But Ropeik, who has consulted for the nuclear industry, said those fears aren't nearly as justified as other public health concerns. He worries that the public will turn to other choices, such as fossil fuels, which are linked to more death and climate change than the nuclear industry is. He cites one government study that says 24,000 Americans die each year from air pollution and another that says fossil fuel power plants are responsible for about one-seventh of that.
At the same time, health researchers have not tied any U.S. deaths to 1979's Three Mile Island accident. United Nations agencies put the death toll from Chernobyl at 4,000 to 9,000, with anti-nuclear groups contending the number is much higher.
Since 2000, more than 1,300 American workers have died in coal, oil and natural gas industry accidents, according to federal records.
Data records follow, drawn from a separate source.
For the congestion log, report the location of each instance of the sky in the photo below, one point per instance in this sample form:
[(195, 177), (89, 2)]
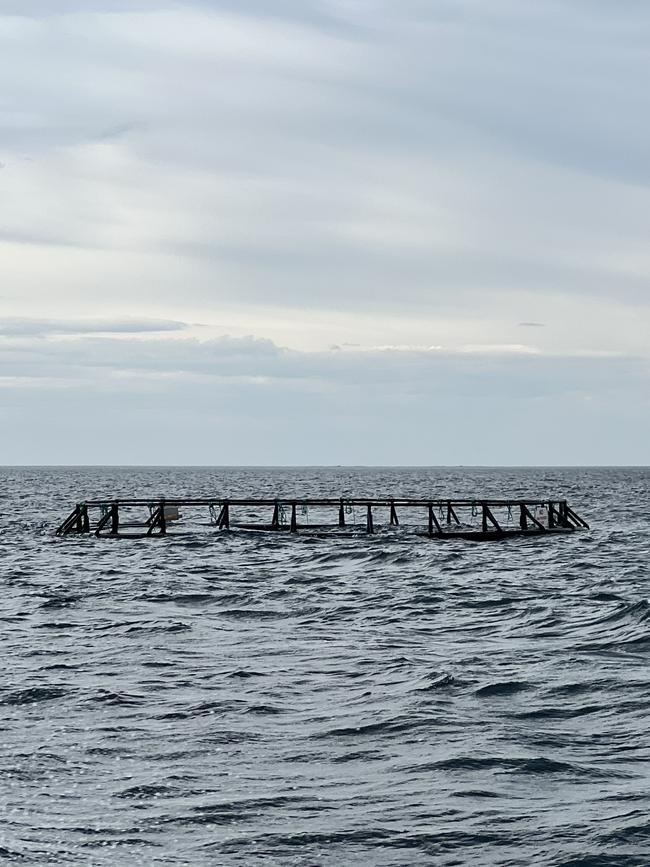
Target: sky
[(324, 232)]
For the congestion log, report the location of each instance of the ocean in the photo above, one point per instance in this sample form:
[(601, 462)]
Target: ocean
[(214, 698)]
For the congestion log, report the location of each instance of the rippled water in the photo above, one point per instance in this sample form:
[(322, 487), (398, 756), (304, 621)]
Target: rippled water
[(240, 699)]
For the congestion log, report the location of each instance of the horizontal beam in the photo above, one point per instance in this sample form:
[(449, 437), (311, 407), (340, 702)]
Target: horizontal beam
[(346, 501)]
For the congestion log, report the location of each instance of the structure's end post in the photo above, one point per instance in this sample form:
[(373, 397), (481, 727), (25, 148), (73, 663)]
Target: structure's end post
[(115, 518), (564, 517), (523, 518), (434, 523), (67, 526), (223, 521)]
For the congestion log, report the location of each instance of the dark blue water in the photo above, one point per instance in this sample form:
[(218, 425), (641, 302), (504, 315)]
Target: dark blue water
[(245, 699)]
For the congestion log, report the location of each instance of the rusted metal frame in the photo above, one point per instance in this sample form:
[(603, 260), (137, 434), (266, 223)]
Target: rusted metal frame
[(360, 501), (223, 521), (451, 513), (103, 521), (115, 518), (525, 514), (158, 520), (488, 516), (551, 515), (433, 521), (579, 521)]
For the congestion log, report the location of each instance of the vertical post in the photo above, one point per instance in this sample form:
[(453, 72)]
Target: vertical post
[(433, 522), (115, 519), (523, 518), (564, 519)]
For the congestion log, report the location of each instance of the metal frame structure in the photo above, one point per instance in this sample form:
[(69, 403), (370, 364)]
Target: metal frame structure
[(533, 517)]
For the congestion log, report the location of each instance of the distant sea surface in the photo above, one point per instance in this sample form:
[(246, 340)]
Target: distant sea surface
[(259, 699)]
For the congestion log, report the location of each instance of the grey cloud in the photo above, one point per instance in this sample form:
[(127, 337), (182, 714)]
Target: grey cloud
[(24, 327), (249, 402)]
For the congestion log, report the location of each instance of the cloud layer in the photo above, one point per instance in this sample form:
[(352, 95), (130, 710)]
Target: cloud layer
[(438, 177)]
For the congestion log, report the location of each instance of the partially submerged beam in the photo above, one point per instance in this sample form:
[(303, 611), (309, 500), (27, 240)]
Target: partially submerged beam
[(558, 515)]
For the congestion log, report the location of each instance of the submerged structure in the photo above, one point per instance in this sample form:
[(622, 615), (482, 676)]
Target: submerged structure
[(441, 519)]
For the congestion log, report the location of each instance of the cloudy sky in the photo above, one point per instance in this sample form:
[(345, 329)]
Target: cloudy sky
[(324, 231)]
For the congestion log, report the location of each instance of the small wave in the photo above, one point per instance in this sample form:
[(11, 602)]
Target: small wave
[(33, 695), (503, 688)]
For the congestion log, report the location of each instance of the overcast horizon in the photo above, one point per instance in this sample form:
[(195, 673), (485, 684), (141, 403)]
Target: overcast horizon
[(346, 232)]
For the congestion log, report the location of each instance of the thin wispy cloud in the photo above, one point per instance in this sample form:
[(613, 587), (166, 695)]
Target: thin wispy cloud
[(460, 175)]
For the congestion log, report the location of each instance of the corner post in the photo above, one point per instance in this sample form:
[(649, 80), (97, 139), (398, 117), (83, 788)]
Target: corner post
[(523, 518), (115, 518)]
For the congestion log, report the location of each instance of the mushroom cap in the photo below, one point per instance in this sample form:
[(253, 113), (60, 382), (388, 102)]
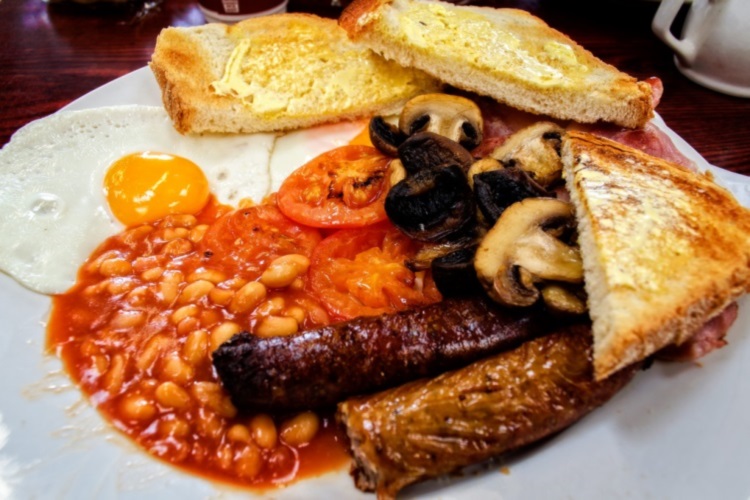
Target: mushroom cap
[(454, 117), (536, 150), (385, 136), (522, 249), (425, 150)]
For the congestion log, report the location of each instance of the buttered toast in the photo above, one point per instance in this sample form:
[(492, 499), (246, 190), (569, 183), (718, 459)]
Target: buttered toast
[(664, 249), (506, 54), (275, 73)]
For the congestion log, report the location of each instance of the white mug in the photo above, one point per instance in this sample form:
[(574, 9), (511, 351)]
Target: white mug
[(714, 50)]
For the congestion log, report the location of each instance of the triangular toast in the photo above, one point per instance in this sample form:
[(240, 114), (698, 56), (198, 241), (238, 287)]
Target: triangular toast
[(507, 54), (664, 249)]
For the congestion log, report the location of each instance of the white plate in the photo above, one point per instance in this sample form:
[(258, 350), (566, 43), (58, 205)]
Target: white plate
[(678, 431)]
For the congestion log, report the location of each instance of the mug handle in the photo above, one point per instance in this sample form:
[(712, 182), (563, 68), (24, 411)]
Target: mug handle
[(665, 15)]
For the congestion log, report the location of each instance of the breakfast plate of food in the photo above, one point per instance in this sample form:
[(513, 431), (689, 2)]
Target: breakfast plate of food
[(222, 279)]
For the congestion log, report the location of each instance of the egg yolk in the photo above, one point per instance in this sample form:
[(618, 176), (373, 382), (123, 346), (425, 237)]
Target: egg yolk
[(144, 187)]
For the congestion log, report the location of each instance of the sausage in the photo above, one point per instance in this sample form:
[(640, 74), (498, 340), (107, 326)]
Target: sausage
[(318, 368), (429, 428)]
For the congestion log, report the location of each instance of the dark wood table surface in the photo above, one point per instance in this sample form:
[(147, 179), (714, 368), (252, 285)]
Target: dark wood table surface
[(50, 55)]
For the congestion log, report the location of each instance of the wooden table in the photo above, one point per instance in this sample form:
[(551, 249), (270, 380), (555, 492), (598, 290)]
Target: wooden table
[(50, 57)]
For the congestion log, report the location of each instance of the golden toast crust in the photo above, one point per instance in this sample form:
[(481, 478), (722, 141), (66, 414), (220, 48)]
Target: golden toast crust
[(507, 54), (299, 70), (665, 249)]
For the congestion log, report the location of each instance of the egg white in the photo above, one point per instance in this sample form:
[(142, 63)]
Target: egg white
[(51, 183), (54, 211)]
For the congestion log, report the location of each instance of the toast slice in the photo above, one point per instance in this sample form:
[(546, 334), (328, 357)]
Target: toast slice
[(664, 249), (506, 54), (275, 73)]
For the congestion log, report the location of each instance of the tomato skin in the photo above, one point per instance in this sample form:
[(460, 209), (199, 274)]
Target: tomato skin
[(362, 272), (342, 188), (246, 240)]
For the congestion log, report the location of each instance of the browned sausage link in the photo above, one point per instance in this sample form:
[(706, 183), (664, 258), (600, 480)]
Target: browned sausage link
[(433, 427), (322, 367)]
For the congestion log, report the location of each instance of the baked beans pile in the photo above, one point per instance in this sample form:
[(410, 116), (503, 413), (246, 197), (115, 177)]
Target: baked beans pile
[(138, 329)]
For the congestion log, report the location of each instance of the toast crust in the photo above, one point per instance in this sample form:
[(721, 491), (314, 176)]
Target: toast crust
[(664, 249), (529, 65), (301, 70)]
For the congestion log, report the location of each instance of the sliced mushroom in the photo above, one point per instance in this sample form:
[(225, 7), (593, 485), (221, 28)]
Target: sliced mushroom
[(429, 150), (482, 165), (385, 136), (397, 171), (429, 252), (432, 204), (496, 190), (562, 300), (536, 150), (454, 117), (521, 252), (454, 273)]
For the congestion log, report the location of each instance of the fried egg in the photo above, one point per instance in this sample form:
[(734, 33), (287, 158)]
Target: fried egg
[(54, 184)]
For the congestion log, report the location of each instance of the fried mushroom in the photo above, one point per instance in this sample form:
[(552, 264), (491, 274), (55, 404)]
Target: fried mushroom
[(523, 252), (536, 150), (454, 117)]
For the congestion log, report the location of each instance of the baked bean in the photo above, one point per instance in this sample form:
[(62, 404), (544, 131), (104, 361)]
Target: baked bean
[(233, 283), (171, 395), (184, 312), (127, 319), (301, 429), (248, 297), (249, 462), (93, 266), (169, 286), (152, 274), (170, 426), (276, 326), (225, 456), (197, 233), (239, 433), (115, 267), (195, 291), (220, 296), (142, 264), (209, 424), (297, 285), (169, 304), (148, 385), (195, 348), (263, 431), (115, 376), (208, 393), (284, 270), (296, 312), (210, 317), (131, 236), (118, 286), (187, 325), (222, 333), (176, 369), (271, 306), (137, 296), (211, 275), (137, 407)]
Radiological accidents have killed no one at U.S. nuclear plants during that time, and nuclear power has one of the lowest industrial accident rates in the country, said Nuclear Energy Institute spokesman Steve Kerekes.
Alan Kolaczkowski, a retired nuclear engineer, consulted with the Nuclear Regulatory Commission on specific probabilities of accidents at nuclear plants. He estimates the risk of a disaster at a given plant at 1 in 100,000 - about the same as your chance of being killed by lightning over your lifetime. For comparison, an American's odds of dying in a car crash are 1 in 88; being shot to death, 1 in 306; and dying from bee stings, 1 in 71,623, according to the National Safety Council. The council couldn't come up with the odds of dying from radiation because it lists zero people dying in the United States from radiation in 2007, the most recent year for which these cause-of-death figures are available.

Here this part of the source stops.